Offer: The proposal to enter into a contract. In real estate, this means a proposal to purchase property.

Origination: The process to obtain a mortgage.

Ownership: Having rights over a property.

Pre-approval: Process by which a buyer will be approved by a bank to receive a loan to purchase real estate.

Predatory lending: Any fraudulent, unfair, or exploitative action by a lender to convince a borrower to take out a loan that will prove disadvantageous to the borrower and advantageous to the lender. Common practices include extremely high fees and interest rates and failure to disclose or clarify important information.

Pre-qualify: Informal process by which a buyer receives an estimate of how much s/he may be able to borrow from a lender.

Promissory note: A written agreement to pay a certain amount to an individual at a certain time.

Quitclaim deed: A deed in which the grantor transfers any claim to a property to the grantee without any warranties.

Real estate agent: Licensed individual who negotiates the sale of real estate between buyers and sellers.

Refinancing: Using a new mortgage loan to repay an existing one, usually to receive a better interest rate.

Reverse mortgage: An agreement in which a homeowner uses their home as collateral to receive a loan. This requires the homeowner to be 62 or older and meet certain qualifications. Read more here.

Secured loan: A loan that is backed by collateral. A reverse mortgage is a kind of secured loan.

Tenancy in common: A type of property ownership in which two or more individuals each have a share of the rights to the property. At the death of one owner, his/her rights are passed onto heirs or beneficiaries through a will or laws of succession.

Title: Evidence of rights of ownership.

Warranty: A guarantee in a contract that promises everything in the agreement is true and reliable.

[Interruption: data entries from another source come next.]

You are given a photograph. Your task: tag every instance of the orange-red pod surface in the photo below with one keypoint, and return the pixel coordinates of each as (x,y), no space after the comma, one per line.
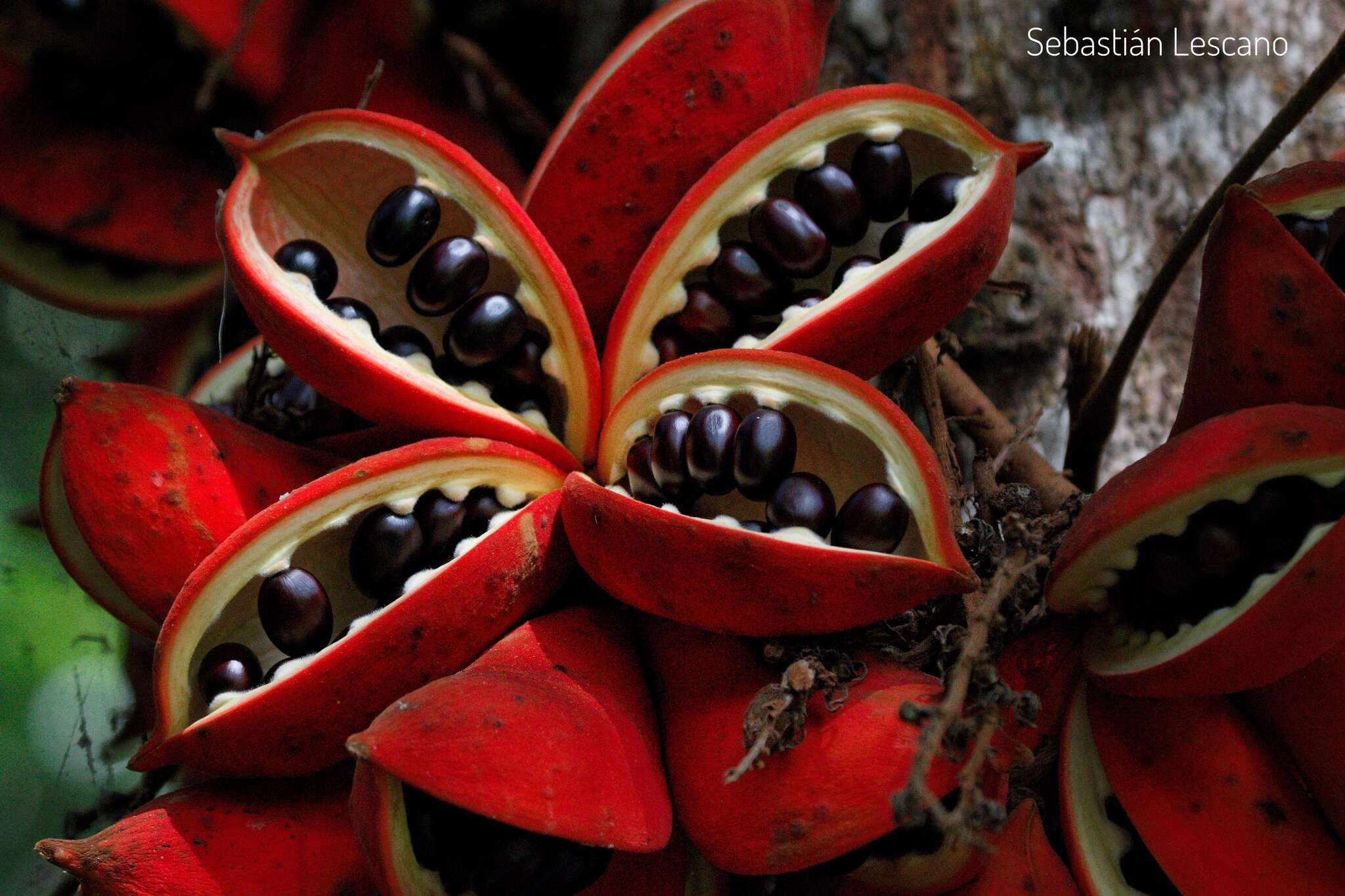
(139,485)
(688,83)
(432,625)
(552,731)
(1266,332)
(223,839)
(1278,621)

In real estate, warranties are usually found in deeds, indicating that the seller has the authority to sell a property and that there are no liens or encumbrances on the property.

Warranty deed: A deed in which the seller guarantees s/he has the authority to sell the property and will defend against any claims made against it by a third party. See also warranty.

Zoning: Municipal or local government laws dictating how real estate can be used. For instance, some areas are zoned for commercial use, others for residential, etc.